Consider the following code:
#include <optional>
#include <string_view>
int main() {
std::optional<std::string_view> opt { "abc" };
std::cout << opt.value();
return 0;
}
It compiles and when run outputs "abc" to the console. Why does it compile? The first line of code in main should be:
std::optional<std::string_view> { std::string_view { "abc" } };
How does the compiler know to make a call to the string_view constructor with the literal? This seems like it is doing more than just type deduction which I have seen before. Here it seems like the compiler is adding code to my source, i.e. a call to a constructor.
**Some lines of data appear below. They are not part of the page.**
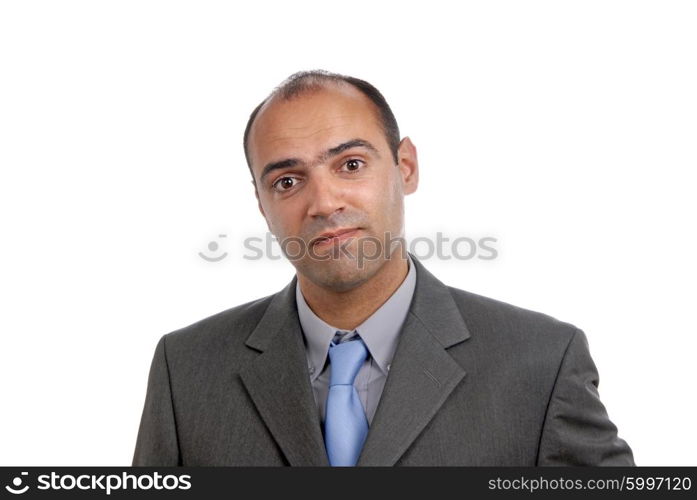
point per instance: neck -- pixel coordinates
(348, 309)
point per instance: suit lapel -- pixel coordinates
(279, 383)
(422, 373)
(422, 376)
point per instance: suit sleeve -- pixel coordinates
(157, 443)
(577, 429)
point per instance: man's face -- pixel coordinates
(321, 163)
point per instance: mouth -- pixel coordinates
(331, 237)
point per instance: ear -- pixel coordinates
(408, 165)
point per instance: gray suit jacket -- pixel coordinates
(474, 381)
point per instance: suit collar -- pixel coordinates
(422, 375)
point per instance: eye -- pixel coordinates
(284, 183)
(353, 165)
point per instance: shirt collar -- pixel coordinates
(380, 331)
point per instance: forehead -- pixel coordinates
(308, 124)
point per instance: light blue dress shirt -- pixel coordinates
(380, 333)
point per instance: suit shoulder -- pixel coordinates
(485, 314)
(231, 324)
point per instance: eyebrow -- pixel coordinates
(329, 153)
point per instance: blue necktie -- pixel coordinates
(345, 423)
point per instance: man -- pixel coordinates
(364, 358)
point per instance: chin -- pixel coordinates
(337, 275)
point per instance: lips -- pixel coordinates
(337, 235)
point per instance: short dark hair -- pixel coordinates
(308, 81)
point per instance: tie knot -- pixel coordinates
(346, 359)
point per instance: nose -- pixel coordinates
(325, 195)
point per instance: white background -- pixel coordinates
(564, 129)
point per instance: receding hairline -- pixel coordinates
(304, 82)
(280, 95)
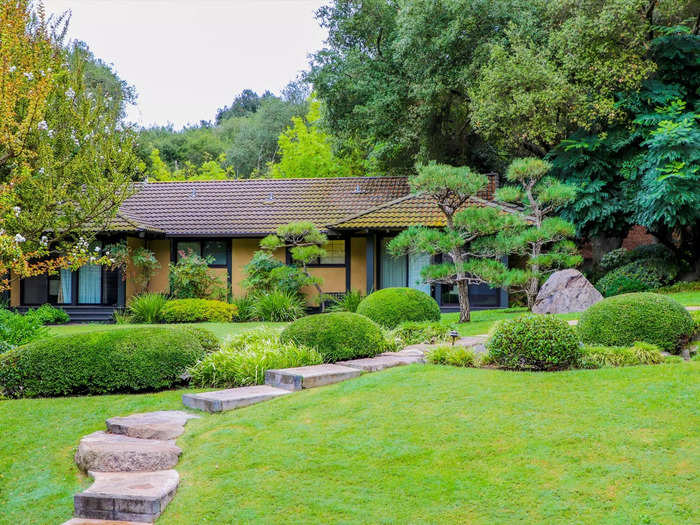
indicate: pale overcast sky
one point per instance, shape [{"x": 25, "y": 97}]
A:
[{"x": 189, "y": 57}]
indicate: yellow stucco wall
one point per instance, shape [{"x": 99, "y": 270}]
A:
[{"x": 161, "y": 249}]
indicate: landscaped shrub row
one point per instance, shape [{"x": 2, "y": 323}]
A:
[
  {"x": 625, "y": 319},
  {"x": 534, "y": 342},
  {"x": 101, "y": 362},
  {"x": 244, "y": 360},
  {"x": 337, "y": 336},
  {"x": 391, "y": 306},
  {"x": 197, "y": 310}
]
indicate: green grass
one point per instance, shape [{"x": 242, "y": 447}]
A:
[
  {"x": 221, "y": 330},
  {"x": 417, "y": 444}
]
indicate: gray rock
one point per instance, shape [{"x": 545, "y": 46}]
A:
[
  {"x": 223, "y": 400},
  {"x": 164, "y": 424},
  {"x": 127, "y": 496},
  {"x": 103, "y": 452},
  {"x": 309, "y": 376},
  {"x": 566, "y": 291}
]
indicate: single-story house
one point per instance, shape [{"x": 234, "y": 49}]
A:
[{"x": 226, "y": 220}]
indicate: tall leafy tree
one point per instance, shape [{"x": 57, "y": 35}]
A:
[{"x": 67, "y": 161}]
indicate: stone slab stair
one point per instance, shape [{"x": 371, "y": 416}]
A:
[{"x": 131, "y": 465}]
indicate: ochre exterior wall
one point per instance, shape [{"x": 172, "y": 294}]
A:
[
  {"x": 161, "y": 249},
  {"x": 131, "y": 288},
  {"x": 358, "y": 264}
]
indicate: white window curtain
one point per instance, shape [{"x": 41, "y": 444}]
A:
[
  {"x": 416, "y": 262},
  {"x": 393, "y": 269},
  {"x": 89, "y": 284}
]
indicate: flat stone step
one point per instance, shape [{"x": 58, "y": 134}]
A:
[
  {"x": 127, "y": 496},
  {"x": 90, "y": 521},
  {"x": 382, "y": 362},
  {"x": 309, "y": 376},
  {"x": 103, "y": 452},
  {"x": 223, "y": 400},
  {"x": 164, "y": 424}
]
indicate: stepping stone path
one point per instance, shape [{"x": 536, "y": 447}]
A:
[{"x": 131, "y": 465}]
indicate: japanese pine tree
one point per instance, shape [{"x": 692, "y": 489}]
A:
[
  {"x": 452, "y": 189},
  {"x": 545, "y": 241},
  {"x": 305, "y": 244}
]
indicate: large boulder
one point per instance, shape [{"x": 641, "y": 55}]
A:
[{"x": 566, "y": 291}]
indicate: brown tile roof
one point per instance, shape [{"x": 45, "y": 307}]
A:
[
  {"x": 410, "y": 210},
  {"x": 255, "y": 206}
]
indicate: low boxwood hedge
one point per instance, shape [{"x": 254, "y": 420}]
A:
[
  {"x": 391, "y": 306},
  {"x": 100, "y": 362},
  {"x": 534, "y": 342},
  {"x": 624, "y": 319},
  {"x": 197, "y": 311},
  {"x": 337, "y": 336}
]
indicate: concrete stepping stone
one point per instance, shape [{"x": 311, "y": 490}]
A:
[
  {"x": 164, "y": 424},
  {"x": 309, "y": 376},
  {"x": 127, "y": 496},
  {"x": 223, "y": 400},
  {"x": 103, "y": 452},
  {"x": 381, "y": 362}
]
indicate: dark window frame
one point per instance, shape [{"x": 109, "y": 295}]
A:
[{"x": 201, "y": 241}]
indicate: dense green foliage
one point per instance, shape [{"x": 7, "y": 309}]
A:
[
  {"x": 625, "y": 319},
  {"x": 337, "y": 336},
  {"x": 17, "y": 329},
  {"x": 639, "y": 353},
  {"x": 146, "y": 308},
  {"x": 190, "y": 278},
  {"x": 277, "y": 306},
  {"x": 244, "y": 360},
  {"x": 534, "y": 342},
  {"x": 452, "y": 355},
  {"x": 120, "y": 360},
  {"x": 415, "y": 332},
  {"x": 49, "y": 314},
  {"x": 392, "y": 306},
  {"x": 197, "y": 310},
  {"x": 646, "y": 169}
]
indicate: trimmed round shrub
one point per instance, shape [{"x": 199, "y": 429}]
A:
[
  {"x": 625, "y": 319},
  {"x": 391, "y": 306},
  {"x": 337, "y": 336},
  {"x": 100, "y": 362},
  {"x": 534, "y": 342},
  {"x": 197, "y": 311}
]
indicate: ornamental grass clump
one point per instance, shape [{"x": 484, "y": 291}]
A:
[
  {"x": 534, "y": 342},
  {"x": 244, "y": 360},
  {"x": 625, "y": 319},
  {"x": 612, "y": 356}
]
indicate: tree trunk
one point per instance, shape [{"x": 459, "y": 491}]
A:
[{"x": 464, "y": 310}]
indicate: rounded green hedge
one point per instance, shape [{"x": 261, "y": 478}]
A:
[
  {"x": 392, "y": 306},
  {"x": 197, "y": 311},
  {"x": 100, "y": 362},
  {"x": 337, "y": 336},
  {"x": 624, "y": 319},
  {"x": 534, "y": 342}
]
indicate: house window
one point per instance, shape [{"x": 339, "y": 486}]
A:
[
  {"x": 335, "y": 252},
  {"x": 217, "y": 250}
]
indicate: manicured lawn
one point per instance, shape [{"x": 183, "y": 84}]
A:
[
  {"x": 418, "y": 444},
  {"x": 221, "y": 330}
]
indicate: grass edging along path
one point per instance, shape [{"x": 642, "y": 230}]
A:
[{"x": 410, "y": 444}]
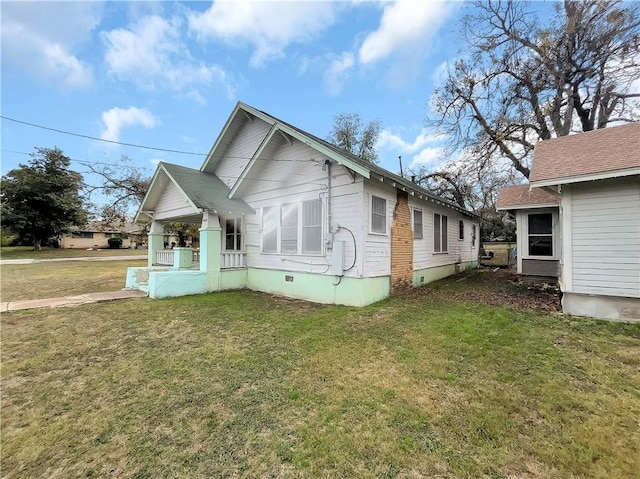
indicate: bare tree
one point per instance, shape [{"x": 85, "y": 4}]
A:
[
  {"x": 349, "y": 134},
  {"x": 124, "y": 187},
  {"x": 523, "y": 82}
]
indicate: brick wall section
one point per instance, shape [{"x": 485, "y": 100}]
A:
[{"x": 401, "y": 244}]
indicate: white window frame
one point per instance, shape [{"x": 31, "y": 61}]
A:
[
  {"x": 552, "y": 235},
  {"x": 310, "y": 228},
  {"x": 291, "y": 212},
  {"x": 237, "y": 233},
  {"x": 440, "y": 232},
  {"x": 275, "y": 230},
  {"x": 382, "y": 231},
  {"x": 301, "y": 229},
  {"x": 417, "y": 233}
]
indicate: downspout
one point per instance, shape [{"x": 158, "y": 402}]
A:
[{"x": 329, "y": 236}]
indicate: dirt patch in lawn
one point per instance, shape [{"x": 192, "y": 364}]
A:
[{"x": 493, "y": 287}]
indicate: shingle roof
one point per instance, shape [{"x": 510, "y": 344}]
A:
[
  {"x": 205, "y": 190},
  {"x": 595, "y": 153},
  {"x": 521, "y": 196}
]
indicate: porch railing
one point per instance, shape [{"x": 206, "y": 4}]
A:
[
  {"x": 164, "y": 257},
  {"x": 233, "y": 259},
  {"x": 228, "y": 260}
]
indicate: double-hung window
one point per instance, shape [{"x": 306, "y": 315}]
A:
[
  {"x": 289, "y": 228},
  {"x": 270, "y": 223},
  {"x": 417, "y": 224},
  {"x": 440, "y": 238},
  {"x": 293, "y": 228},
  {"x": 540, "y": 234},
  {"x": 378, "y": 215},
  {"x": 312, "y": 227}
]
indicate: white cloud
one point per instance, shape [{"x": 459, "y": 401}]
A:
[
  {"x": 423, "y": 149},
  {"x": 117, "y": 118},
  {"x": 268, "y": 26},
  {"x": 152, "y": 55},
  {"x": 405, "y": 29},
  {"x": 338, "y": 72},
  {"x": 391, "y": 140},
  {"x": 427, "y": 156},
  {"x": 41, "y": 37}
]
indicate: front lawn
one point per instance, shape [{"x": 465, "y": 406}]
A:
[
  {"x": 65, "y": 278},
  {"x": 434, "y": 383},
  {"x": 27, "y": 252}
]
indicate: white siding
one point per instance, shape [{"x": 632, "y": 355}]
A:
[
  {"x": 173, "y": 203},
  {"x": 605, "y": 222},
  {"x": 293, "y": 174},
  {"x": 242, "y": 147},
  {"x": 458, "y": 250}
]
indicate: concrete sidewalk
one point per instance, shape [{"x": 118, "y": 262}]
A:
[
  {"x": 80, "y": 258},
  {"x": 71, "y": 300}
]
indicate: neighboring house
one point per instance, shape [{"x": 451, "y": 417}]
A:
[
  {"x": 583, "y": 212},
  {"x": 97, "y": 236},
  {"x": 284, "y": 212}
]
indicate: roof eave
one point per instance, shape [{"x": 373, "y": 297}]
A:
[
  {"x": 527, "y": 207},
  {"x": 605, "y": 175}
]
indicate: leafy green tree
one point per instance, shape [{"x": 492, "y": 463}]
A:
[
  {"x": 43, "y": 199},
  {"x": 349, "y": 134}
]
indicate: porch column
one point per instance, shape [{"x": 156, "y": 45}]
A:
[
  {"x": 210, "y": 247},
  {"x": 155, "y": 242}
]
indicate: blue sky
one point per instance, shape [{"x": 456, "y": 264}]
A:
[{"x": 168, "y": 75}]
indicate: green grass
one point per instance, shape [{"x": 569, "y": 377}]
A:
[
  {"x": 26, "y": 252},
  {"x": 66, "y": 278},
  {"x": 242, "y": 384}
]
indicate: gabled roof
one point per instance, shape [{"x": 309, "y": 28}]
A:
[
  {"x": 342, "y": 157},
  {"x": 204, "y": 191},
  {"x": 606, "y": 153},
  {"x": 524, "y": 197}
]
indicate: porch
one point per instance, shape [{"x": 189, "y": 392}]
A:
[
  {"x": 190, "y": 258},
  {"x": 183, "y": 270}
]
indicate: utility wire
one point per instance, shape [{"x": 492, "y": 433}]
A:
[{"x": 102, "y": 139}]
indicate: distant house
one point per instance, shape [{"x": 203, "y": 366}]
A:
[
  {"x": 96, "y": 236},
  {"x": 284, "y": 212},
  {"x": 579, "y": 220}
]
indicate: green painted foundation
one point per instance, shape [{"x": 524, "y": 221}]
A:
[
  {"x": 319, "y": 288},
  {"x": 233, "y": 279},
  {"x": 428, "y": 275}
]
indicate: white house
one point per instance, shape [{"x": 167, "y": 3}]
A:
[
  {"x": 284, "y": 212},
  {"x": 582, "y": 210}
]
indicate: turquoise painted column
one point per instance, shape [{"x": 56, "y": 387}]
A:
[
  {"x": 155, "y": 242},
  {"x": 210, "y": 247}
]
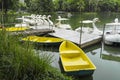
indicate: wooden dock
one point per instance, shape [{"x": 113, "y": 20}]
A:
[
  {"x": 86, "y": 39},
  {"x": 34, "y": 31}
]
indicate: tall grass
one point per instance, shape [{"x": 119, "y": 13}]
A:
[{"x": 20, "y": 62}]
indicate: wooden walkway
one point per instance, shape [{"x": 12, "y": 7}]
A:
[
  {"x": 34, "y": 31},
  {"x": 86, "y": 39}
]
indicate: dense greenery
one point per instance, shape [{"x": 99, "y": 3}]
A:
[
  {"x": 20, "y": 62},
  {"x": 37, "y": 6}
]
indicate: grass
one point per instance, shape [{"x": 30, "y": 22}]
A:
[{"x": 20, "y": 61}]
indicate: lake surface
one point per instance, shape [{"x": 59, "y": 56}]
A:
[{"x": 105, "y": 58}]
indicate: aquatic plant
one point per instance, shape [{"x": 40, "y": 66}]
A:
[{"x": 19, "y": 61}]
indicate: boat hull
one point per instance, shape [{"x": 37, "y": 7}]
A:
[
  {"x": 74, "y": 61},
  {"x": 76, "y": 73}
]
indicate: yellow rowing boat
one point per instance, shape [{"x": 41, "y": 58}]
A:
[{"x": 74, "y": 61}]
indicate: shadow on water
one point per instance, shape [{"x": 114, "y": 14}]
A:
[{"x": 111, "y": 53}]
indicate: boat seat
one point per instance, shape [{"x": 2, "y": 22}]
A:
[
  {"x": 48, "y": 41},
  {"x": 69, "y": 51},
  {"x": 75, "y": 62}
]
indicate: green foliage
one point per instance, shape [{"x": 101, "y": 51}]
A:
[
  {"x": 20, "y": 61},
  {"x": 9, "y": 4}
]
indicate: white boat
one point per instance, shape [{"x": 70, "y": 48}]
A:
[
  {"x": 62, "y": 25},
  {"x": 112, "y": 33},
  {"x": 87, "y": 29}
]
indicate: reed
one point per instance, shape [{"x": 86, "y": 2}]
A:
[{"x": 21, "y": 62}]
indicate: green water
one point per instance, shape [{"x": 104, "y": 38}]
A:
[{"x": 105, "y": 58}]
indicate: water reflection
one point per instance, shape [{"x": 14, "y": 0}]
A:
[{"x": 111, "y": 53}]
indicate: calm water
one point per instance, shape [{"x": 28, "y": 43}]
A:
[{"x": 106, "y": 58}]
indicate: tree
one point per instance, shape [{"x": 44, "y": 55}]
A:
[
  {"x": 38, "y": 6},
  {"x": 9, "y": 4}
]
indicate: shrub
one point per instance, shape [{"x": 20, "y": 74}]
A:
[{"x": 20, "y": 61}]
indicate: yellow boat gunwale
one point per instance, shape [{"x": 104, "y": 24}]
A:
[
  {"x": 43, "y": 39},
  {"x": 73, "y": 58}
]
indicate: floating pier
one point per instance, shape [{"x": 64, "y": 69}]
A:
[
  {"x": 34, "y": 31},
  {"x": 82, "y": 40}
]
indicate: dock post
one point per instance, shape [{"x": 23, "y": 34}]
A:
[{"x": 80, "y": 36}]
How does the compiler know to make a call to the string_view constructor with the literal?
std::optional
has a constructor with the form of
template < class U = T >
constexpr optional( U&& value );
This is used to directly initialize the underlying object only if T
can be constructed from U
, which it can in this case using std::string_view
's
constexpr basic_string_view(const CharT* s);
constructor.
This seems like it is doing more than just type deduction which I have seen before
You told the compiler you have a std::optional<std::string_view>
, so it doesn't need to determine what type of optional you have. It does determine what U
would be in the constructor, and sees that is a type which can be used to construct a std::string_view
with, and so it calls the constructor to do just that since it satisfies the requirements.